La mise en œuvre du DPU doit de plus répondre à un intérêt général suffisant (CE, 30 décembre 2014, communauté urbaine de Strasbourg, n°366149).
Au cas présent, la commune de Cannes avait exercé le DPU sur plusieurs lots en vue d’assurer l’hébergement d’ukrainiens bénéficiaires de la protection temporaire.
L’acquéreur évincé avait saisi le juge des référés du Tribunal administratif de Nice d’une demande de référé suspension, lequel avait suspendu l’exécution de la décision de préemption sur la base des moyens tirés de ce que le motif retenu pour l’exercice du DPU ne correspondrait pas à une action ou opération répondant aux objets définis à l’article L.300-1 du code de l’urbanisme, et de l’absence de justification par la commune d’un projet d’action ou d’aménagement répondant à ces objets (TA Nice, 20 octobre 2022, n°2204672).
Le Conseil d’Etat censure ce raisonnement.
Il retient d’abord que l’hébergement des ukrainiens bénéficiaires de la protection temporaire peut être regardé comme s’inscrivant dans une politique locale de l’habitat et comme constituant une action ou une opération d’aménagement au sens de l’article L.300-1 du code de l’urbanisme :
“4. En premier lieu, pour l’application de ces dispositions, l’hébergement de personnes déplacées en provenance d’Ukraine et bénéficiaires de la protection temporaire instituée, compte tenu du constat d’afflux massif de ces personnes opéré par la décision d’exécution (UE) 2022/382 du Conseil du 4 mars 2022 visée ci-dessus, en application de la directive 2001/55/CE du Conseil du 20 juillet 2001 relative à des normes minimales pour l’octroi d’une protection temporaire en cas d’afflux massif de personnes déplacées et à des mesures tendant à assurer un équilibre entre les efforts consentis par les Etats membres pour accueillir ces personnes et supporter les conséquences de cet accueil, peut être regardé comme s’inscrivant dans une politique locale de l’habitat et comme constituant une action ou une opération d’aménagement au sens de l’article L. 300-1 du code de l’urbanisme. Par suite, en retenant comme propre à créer un doute sérieux quant à la légalité de la décision de préemption en litige le moyen tiré de ce que le motif de la préemption, destinée à permettre à la commune de disposer de locaux pour l’hébergement des personnes déplacées en provenance d’Ukraine, ne constituait pas une action ou une opération d’aménagement au sens de l’article L. 300-1 du code de l’urbanisme, le juge des référés du tribunal administratif a commis une erreur de droit.” (CE, 13 octobre 2023, commune de Cannes, n°468694, Lebon T.).

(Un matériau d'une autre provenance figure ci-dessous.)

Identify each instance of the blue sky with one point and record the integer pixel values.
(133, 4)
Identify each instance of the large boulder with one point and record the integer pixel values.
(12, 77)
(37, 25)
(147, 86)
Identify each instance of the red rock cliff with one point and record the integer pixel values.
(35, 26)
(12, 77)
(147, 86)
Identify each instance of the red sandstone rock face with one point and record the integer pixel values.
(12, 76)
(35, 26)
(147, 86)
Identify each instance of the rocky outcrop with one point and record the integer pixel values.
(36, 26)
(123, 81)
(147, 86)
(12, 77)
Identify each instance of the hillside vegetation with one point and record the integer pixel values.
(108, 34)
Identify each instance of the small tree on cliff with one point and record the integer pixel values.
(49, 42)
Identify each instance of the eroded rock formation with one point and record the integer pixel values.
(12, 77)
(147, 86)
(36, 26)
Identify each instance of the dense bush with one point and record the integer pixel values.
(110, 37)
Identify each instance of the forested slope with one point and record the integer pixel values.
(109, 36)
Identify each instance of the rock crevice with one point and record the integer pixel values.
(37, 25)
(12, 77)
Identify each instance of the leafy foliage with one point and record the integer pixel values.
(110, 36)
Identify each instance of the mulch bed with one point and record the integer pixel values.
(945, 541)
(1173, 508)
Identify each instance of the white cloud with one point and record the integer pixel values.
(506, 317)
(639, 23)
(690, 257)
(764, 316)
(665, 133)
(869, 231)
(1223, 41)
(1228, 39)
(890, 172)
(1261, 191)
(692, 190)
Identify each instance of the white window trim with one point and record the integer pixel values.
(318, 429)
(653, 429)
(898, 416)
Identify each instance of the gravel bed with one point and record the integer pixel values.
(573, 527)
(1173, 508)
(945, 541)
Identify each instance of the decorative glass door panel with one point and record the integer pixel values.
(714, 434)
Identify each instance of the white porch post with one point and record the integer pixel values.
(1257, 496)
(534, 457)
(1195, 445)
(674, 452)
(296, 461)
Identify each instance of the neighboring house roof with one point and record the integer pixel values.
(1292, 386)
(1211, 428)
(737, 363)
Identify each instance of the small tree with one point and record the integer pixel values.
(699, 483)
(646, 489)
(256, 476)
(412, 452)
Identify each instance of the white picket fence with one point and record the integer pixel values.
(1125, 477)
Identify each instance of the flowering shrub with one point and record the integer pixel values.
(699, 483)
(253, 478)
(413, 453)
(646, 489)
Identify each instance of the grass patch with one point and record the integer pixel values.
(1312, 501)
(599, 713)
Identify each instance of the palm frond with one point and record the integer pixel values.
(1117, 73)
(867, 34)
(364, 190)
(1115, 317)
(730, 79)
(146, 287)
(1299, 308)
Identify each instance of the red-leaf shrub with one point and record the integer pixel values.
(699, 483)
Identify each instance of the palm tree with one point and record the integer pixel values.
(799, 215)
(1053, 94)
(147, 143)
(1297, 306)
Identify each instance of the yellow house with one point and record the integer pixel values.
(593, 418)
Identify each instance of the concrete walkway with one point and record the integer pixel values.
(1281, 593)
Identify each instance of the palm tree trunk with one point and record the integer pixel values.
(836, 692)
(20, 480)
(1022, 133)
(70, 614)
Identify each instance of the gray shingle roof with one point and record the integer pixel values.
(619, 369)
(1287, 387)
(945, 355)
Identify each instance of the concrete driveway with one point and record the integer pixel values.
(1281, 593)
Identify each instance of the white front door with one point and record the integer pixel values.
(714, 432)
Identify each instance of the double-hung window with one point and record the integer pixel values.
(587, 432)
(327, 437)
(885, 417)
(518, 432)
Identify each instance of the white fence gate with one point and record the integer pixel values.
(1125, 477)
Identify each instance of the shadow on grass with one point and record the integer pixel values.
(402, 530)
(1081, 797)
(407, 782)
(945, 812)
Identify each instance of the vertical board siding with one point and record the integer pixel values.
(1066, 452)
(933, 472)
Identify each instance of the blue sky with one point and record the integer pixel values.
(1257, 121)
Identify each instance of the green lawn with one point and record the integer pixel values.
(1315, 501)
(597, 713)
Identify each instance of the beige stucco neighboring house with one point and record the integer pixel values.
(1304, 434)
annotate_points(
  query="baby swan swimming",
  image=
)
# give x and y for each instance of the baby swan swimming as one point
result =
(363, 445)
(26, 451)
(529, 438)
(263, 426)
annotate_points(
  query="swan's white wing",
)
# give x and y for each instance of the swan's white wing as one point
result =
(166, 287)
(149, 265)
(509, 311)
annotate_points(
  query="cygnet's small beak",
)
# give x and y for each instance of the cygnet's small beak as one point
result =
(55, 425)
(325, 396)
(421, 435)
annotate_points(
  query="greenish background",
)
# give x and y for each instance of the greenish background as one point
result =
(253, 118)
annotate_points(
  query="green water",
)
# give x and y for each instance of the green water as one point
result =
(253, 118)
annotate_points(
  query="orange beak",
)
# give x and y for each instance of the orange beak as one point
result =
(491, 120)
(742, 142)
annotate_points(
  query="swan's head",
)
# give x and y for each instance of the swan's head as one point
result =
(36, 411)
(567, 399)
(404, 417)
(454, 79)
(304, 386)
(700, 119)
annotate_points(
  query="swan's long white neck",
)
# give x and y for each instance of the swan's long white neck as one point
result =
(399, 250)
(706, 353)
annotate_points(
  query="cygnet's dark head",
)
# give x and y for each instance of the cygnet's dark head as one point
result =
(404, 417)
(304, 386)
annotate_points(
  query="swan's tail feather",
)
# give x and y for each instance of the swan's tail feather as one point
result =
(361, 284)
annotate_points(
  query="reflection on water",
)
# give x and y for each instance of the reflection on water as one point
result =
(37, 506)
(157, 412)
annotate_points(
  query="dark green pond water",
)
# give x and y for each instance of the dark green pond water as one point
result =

Il juge ensuite que la commune de Cannes paraissait au cas présent justifier d’un réel projet d’action ou d’opération d’aménagement en ce qu’elle avait déjà engagé une démarche d’ensemble visant à assurer leur hébergement :
“5. En second lieu, il ressort des pièces du dossier soumis au juge des référés du tribunal administratif qu’à la date de la décision en litige, la commune de Cannes avait, avec le centre communal d’action sociale, engagé une démarche d’ensemble visant à l’hébergement de personnes déplacées en provenance d’Ukraine, se traduisant en particulier par l’accompagnement de sept cent quatre-vingt-cinq personnes pour permettre leur hébergement dans le secteur privé, l’hébergement de quatre-vingt-douze personnes dans des locaux relevant du patrimoine immobilier de la commune, la transformation de la maison des associations en centre et foyer d’accueil ou encore la préemption d’un immeuble situé 6, rue Mirmont, pour l’accueil de ces personnes. Par suite, le juge des référés du tribunal administratif a entaché son ordonnance de dénaturation en estimant propre à créer un doute sérieux quant à la légalité de la décision de préemption litigieuse le moyen tiré de ce que la commune de Cannes ne justifiait pas, à la date de cette décision, de la réalité d’un projet.” (CE, 13 octobre 2023, commune de Cannes, n°468694, Lebon T.).
Sous réserve de justifier d’un réel projet d’action ou d’opération d’aménagement et de faire apparaitre la nature de ce projet dans la décision de préemption, l’hébergement des ukrainiens bénéficiaires de la protection temporaire peut donc justifier l’exercice du DPU.